We are quite old and feeble so our day started out with leisurely showers, breakfast and lunch but we finally seemed to believe that our labored breathing at 7000′ was only terrible if we went hiking. To avoid gray-faced gasping, we decided to take a drive, minimizing our effort but enjoying the scenery. We piled into the pickup and headed east on Utah’s Scenic Byway 12, an extraordinary road for pure, magnificent terrain, geological formations and the colorful effects of millennia of erosion.
This highway stretches from near Panguitch, through the Bryce Canyon country, the Dixie National Forest, the Grand Staircase Escalante National Monument and ends when it hits UT-24 near Capitol Reef National Park. It has been declared a National Scenic Byway and An All-American Road, a distinction only afforded to very few roads in the U.S. There is no mistake regarding UT-12.

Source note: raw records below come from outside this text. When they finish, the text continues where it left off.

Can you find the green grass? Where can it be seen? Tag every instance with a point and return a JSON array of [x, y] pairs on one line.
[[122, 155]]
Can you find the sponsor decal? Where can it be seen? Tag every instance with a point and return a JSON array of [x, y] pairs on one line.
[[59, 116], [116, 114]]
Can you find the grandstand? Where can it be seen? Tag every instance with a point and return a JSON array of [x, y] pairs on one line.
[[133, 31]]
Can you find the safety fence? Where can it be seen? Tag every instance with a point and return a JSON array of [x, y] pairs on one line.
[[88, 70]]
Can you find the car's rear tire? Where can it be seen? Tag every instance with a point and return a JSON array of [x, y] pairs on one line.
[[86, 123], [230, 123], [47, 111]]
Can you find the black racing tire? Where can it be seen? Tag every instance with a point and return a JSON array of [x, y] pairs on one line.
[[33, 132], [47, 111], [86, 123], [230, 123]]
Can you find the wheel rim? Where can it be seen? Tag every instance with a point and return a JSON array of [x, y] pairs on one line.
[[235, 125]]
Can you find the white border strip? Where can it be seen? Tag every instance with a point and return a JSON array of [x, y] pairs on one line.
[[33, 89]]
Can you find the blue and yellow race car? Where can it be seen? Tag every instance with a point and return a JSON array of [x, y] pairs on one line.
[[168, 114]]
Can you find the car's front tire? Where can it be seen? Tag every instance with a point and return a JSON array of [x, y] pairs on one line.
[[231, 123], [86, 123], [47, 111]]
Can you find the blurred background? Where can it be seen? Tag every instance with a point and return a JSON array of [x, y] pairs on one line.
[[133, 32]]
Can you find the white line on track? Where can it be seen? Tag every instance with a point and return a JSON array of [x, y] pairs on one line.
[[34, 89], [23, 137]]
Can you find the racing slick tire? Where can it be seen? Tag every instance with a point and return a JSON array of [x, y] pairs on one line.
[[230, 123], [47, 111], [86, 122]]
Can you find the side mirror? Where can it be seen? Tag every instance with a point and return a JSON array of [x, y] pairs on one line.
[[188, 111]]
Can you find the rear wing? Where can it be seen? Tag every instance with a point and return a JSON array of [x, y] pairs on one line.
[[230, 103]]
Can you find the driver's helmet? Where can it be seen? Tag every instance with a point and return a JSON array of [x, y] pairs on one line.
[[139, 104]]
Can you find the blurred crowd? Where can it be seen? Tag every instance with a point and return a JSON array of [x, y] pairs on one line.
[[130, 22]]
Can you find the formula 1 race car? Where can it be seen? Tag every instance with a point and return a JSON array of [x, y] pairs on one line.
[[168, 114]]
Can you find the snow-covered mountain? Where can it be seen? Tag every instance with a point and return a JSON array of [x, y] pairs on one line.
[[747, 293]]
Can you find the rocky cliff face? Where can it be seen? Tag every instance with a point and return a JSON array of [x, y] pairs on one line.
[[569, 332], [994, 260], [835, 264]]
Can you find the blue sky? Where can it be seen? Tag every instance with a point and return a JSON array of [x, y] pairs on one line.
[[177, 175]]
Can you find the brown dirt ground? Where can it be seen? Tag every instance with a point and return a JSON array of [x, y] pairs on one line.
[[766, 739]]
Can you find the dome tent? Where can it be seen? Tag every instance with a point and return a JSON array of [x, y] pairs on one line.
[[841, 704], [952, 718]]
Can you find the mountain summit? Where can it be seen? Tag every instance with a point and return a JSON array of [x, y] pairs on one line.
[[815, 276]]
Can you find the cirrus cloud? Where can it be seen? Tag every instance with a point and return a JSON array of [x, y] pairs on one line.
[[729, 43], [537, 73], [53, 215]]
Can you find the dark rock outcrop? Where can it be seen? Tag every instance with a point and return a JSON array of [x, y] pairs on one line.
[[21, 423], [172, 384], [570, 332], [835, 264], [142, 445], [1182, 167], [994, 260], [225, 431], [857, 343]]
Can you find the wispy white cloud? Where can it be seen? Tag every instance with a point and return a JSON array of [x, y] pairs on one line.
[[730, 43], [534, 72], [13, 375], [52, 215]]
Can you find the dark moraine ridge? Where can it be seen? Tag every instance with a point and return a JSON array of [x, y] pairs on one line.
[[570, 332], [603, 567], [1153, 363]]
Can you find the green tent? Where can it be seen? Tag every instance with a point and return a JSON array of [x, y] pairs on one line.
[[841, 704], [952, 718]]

We left the Red Canyon RV Park and headed east on Scenic Byway 12. In about 5 miles we entered Red Canyon, a Utah State Park that resembles a tiny Bryce Canyon. Many hoodoos, gorgeous rock pillars, massive rim rocks and soils and rock of many colors abound. Fanciful formations take on the appearances of giants, stacks of pancakes, badlands and trolls. Instead of turning into Bryce Canyon, we continued east on 12 and drove down into the area near Kodachrome Basin State Park. Partway there we passed two male pronghorn right next to the road that were engaged in an epic battle to determine which had the biggest testicles and was going to be taking care of the harem of females. No eunuchs were spotted. The drive on UT-12 is truly remarkable and gorgeous scenery awaits around every curve.
We turned around for our return trip at Kodachrome Basin and headed back through the tiny Utah town of Tropic where we passed a herd of sheep and goats that had apparently escaped from confinement and were happily gorging themselves on fruit and grass they found in the nice, irrigated downtown area.